Argument vicié des sources législatives
Un archétype d’argument qui revient très fréquemment dans La Femme au temps des cathédrales et que l’on entend souvent formulé des lèvres des catholiques même traditionnels, est ce constat d’une absence de législation très claire au moyen-âge au sujet du droit de la femme, les coutumes suffisant.
En effet, on trouvera difficilement le moindre texte de loi qui interdise en soi à la femme de monter seule un commerce, d’enseigner à l’université, de servir à l’armée, de voter ou de s’exprimer lors des consultations nationales. Ainsi un historien qui se limite au droit pensera-t-il que le droit des femmes recula progressivement depuis le XIIIème siècle, siècle d’or, jusqu’au code civil de Napoléon, qui est un étau que la femme se voit resserrer autour de sa liberté, c’est ce que prétendent les relativistes féministes. Un historien réaliste pourtant constatera l’exact opposé, que la femme au XIIIème se tenait particulièrement bien à sa place - place qui n’a bien sûr rien de la cellule de prison - tandis que les siècles qui passèrent la firent voir écartée progressivement d’un mode de vie naturel, mouvement que les législation ont essayé tant bien que mal de freiner.
Le modèle d’interprétation est des plus connus, et s’applique partout. À partir du XIVème, l’esprit romain, rigoureux et légaliste refait surface, il se perdait en France et ailleurs depuis la chute de l’Empire. L’humanisme naissant qui fait relire les auteurs païens classiques plutôt que les textes saints et les Pères de l’Église amène avec lui cet esprit disparu. Progressivement les registres et les recensements seront de plus en plus précis, les lois se multiplient, prenant en partie la place des coutumes.
Ainsi, déterminer qu’il fut par exemple interdit à une femme d’ester en justice au milieu du moyen-âge, est une tâche bien ardue. Le relativiste féministe affirmera que c’est le Code Civil qui institua cette loi cruelle. Pourtant en consultant le code de droit canonique de saint Pie X, on y relève cette même interdiction, dont il serait absurde d’en attribuer la parenté à la Révolution. Sainte Ida (XIIème siècle) doit fuir un mari impitoyablement pervers, elle part rejoindre son père et fait un voyage de plusieurs semaines pour y arriver. C’est par lui qu’elle pourra défendre sa cause, et pas autrement. Sainte Jeanne d’Arc, eut elle la possibilité de se défendre elle-même devant l’évêque qui l’accusait, elle est une exception, c’est une évidence.
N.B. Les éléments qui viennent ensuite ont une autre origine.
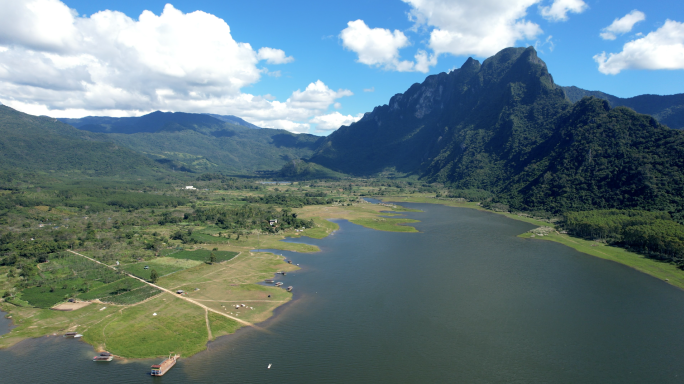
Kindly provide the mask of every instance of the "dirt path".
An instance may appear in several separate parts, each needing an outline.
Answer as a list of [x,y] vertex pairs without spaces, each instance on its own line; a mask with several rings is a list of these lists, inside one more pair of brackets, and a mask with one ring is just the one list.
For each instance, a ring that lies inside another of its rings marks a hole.
[[[113,270],[115,270],[115,271],[119,271],[118,269],[112,267],[111,265],[107,265],[107,264],[101,263],[101,262],[99,262],[99,261],[97,261],[97,260],[95,260],[95,259],[92,259],[92,258],[90,258],[90,257],[88,257],[88,256],[86,256],[86,255],[82,255],[82,254],[80,254],[80,253],[78,253],[78,252],[74,252],[74,251],[72,251],[72,250],[70,250],[70,249],[67,249],[67,251],[73,253],[74,255],[78,255],[78,256],[81,256],[81,257],[85,257],[86,259],[88,259],[88,260],[90,260],[90,261],[94,261],[94,262],[96,262],[96,263],[98,263],[98,264],[100,264],[100,265],[104,265],[104,266],[107,267],[107,268],[111,268],[111,269],[113,269]],[[217,314],[219,314],[219,315],[221,315],[221,316],[224,316],[224,317],[227,317],[227,318],[229,318],[229,319],[231,319],[231,320],[235,320],[235,321],[237,321],[237,322],[240,323],[240,324],[248,325],[248,326],[250,326],[250,327],[254,327],[254,326],[255,326],[254,324],[252,324],[252,323],[250,323],[250,322],[248,322],[248,321],[244,321],[244,320],[242,320],[242,319],[238,319],[237,317],[233,317],[233,316],[226,315],[225,313],[222,313],[222,312],[217,311],[217,310],[215,310],[215,309],[209,308],[209,307],[207,307],[207,306],[204,305],[204,304],[198,303],[198,302],[196,302],[196,301],[193,300],[193,299],[190,299],[190,298],[185,297],[185,296],[178,295],[178,294],[174,293],[173,291],[171,291],[171,290],[169,290],[169,289],[166,289],[166,288],[164,288],[164,287],[160,287],[159,285],[156,285],[156,284],[152,284],[152,283],[148,282],[147,280],[141,279],[141,278],[139,278],[139,277],[137,277],[137,276],[133,276],[133,275],[131,275],[130,273],[124,272],[124,274],[125,274],[126,276],[128,276],[128,277],[131,277],[131,278],[133,278],[133,279],[139,280],[139,281],[141,281],[141,282],[143,282],[143,283],[145,283],[145,284],[147,284],[147,285],[149,285],[149,286],[151,286],[151,287],[154,287],[154,288],[160,289],[160,290],[162,290],[162,291],[164,291],[164,292],[170,293],[172,296],[177,297],[177,298],[182,299],[182,300],[185,300],[185,301],[187,301],[188,303],[192,303],[192,304],[195,304],[196,306],[198,306],[198,307],[200,307],[200,308],[204,308],[205,311],[211,311],[211,312],[217,313]]]
[[209,326],[209,311],[204,309],[204,320],[207,322],[207,339],[211,341],[214,337],[211,335],[211,327]]

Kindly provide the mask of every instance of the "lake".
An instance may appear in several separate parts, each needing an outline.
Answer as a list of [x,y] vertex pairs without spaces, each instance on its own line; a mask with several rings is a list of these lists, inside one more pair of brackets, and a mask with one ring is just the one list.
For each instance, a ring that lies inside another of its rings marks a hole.
[[[62,337],[0,351],[0,381],[90,383],[681,383],[684,292],[472,209],[402,204],[420,233],[346,221],[321,252],[274,251],[294,300],[163,378],[94,363]],[[0,324],[0,327],[2,324]],[[267,366],[272,364],[271,369]],[[94,376],[96,375],[96,376]]]

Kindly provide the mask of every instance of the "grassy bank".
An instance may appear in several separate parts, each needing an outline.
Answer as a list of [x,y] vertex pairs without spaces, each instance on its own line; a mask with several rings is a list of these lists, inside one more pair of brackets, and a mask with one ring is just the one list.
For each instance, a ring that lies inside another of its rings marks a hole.
[[[531,217],[526,217],[523,215],[518,215],[518,214],[512,214],[509,212],[494,212],[490,211],[487,209],[482,208],[478,203],[463,203],[463,202],[458,202],[458,201],[453,201],[453,200],[446,200],[446,199],[436,199],[434,197],[428,197],[428,196],[396,196],[396,197],[383,197],[383,201],[391,201],[391,202],[410,202],[410,203],[428,203],[428,204],[441,204],[441,205],[447,205],[450,207],[458,207],[458,208],[471,208],[471,209],[477,209],[481,211],[487,211],[487,212],[493,212],[496,214],[500,214],[503,216],[506,216],[508,218],[511,218],[513,220],[519,220],[519,221],[524,221],[526,223],[534,224],[537,226],[549,226],[553,227],[553,224],[531,218]],[[669,263],[664,263],[660,262],[657,260],[649,259],[643,255],[640,255],[638,253],[630,252],[624,248],[619,248],[619,247],[613,247],[609,245],[605,245],[603,243],[599,243],[596,241],[590,241],[590,240],[585,240],[577,237],[572,237],[566,234],[559,234],[554,232],[551,232],[550,234],[539,237],[539,236],[532,236],[533,234],[531,232],[525,232],[523,234],[520,234],[519,237],[523,238],[530,238],[533,240],[546,240],[546,241],[555,241],[557,243],[561,243],[563,245],[566,245],[570,248],[573,248],[579,252],[586,253],[587,255],[591,256],[596,256],[600,257],[605,260],[610,260],[614,261],[616,263],[620,263],[623,265],[626,265],[628,267],[634,268],[640,272],[649,274],[657,279],[667,281],[669,284],[674,285],[676,287],[679,287],[681,289],[684,289],[684,271],[678,269],[676,266],[669,264]]]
Explication doctrinale des cas particuliers de femmes ayant occupé des responsabilités masculines.
De toutes ces autres exceptions, dont sainte Jeanne d’Arc est la plus remarquable, elle chef militaire, sainte Geneviève, Blanche de Castille autorités politique, etc, le moyen-âge donne lui même les explications qu’il semble manquer.
Lisons ainsi saint Thomas, il n’y a pas besoin d’aller chercher plus loin. Il commente la première Épître de saint Paul à Timothée, chapitre II, verset 12. « Je ne permets pas aux femmes d’enseigner, ni de prendre autorité sur leurs maris; mais je leur ordonne de demeurer dans le silence. ». Il répond à une objection qui prend pour exemple Déborah.
« Je ne permets pas aux femmes d’enseigner. On objecte (Proverbes XXXI, 1) : "sa mère l’a instruit." Il faut répondre qu’il y a un enseignement public; cet enseignement n’appartient pas aux femmes, voilà pourquoi l’Apôtre dit : "dans l’Eglise"2 ; et un enseignement privé : c’est celui-ci que la mère donne à son fils. On objecte encore (Juges, V, 1) : "Déborah instruit le peuple d’Israël." Nous répondons que cet enseignement fut donné par l’esprit de prophétie; or la grâce du Saint-Esprit ne distingue pas entre l’homme et la femme. Encore Déborah n’enseignait-elle pas publiquement; elle donnait des conseils par l’inspiration du Saint-Esprit. »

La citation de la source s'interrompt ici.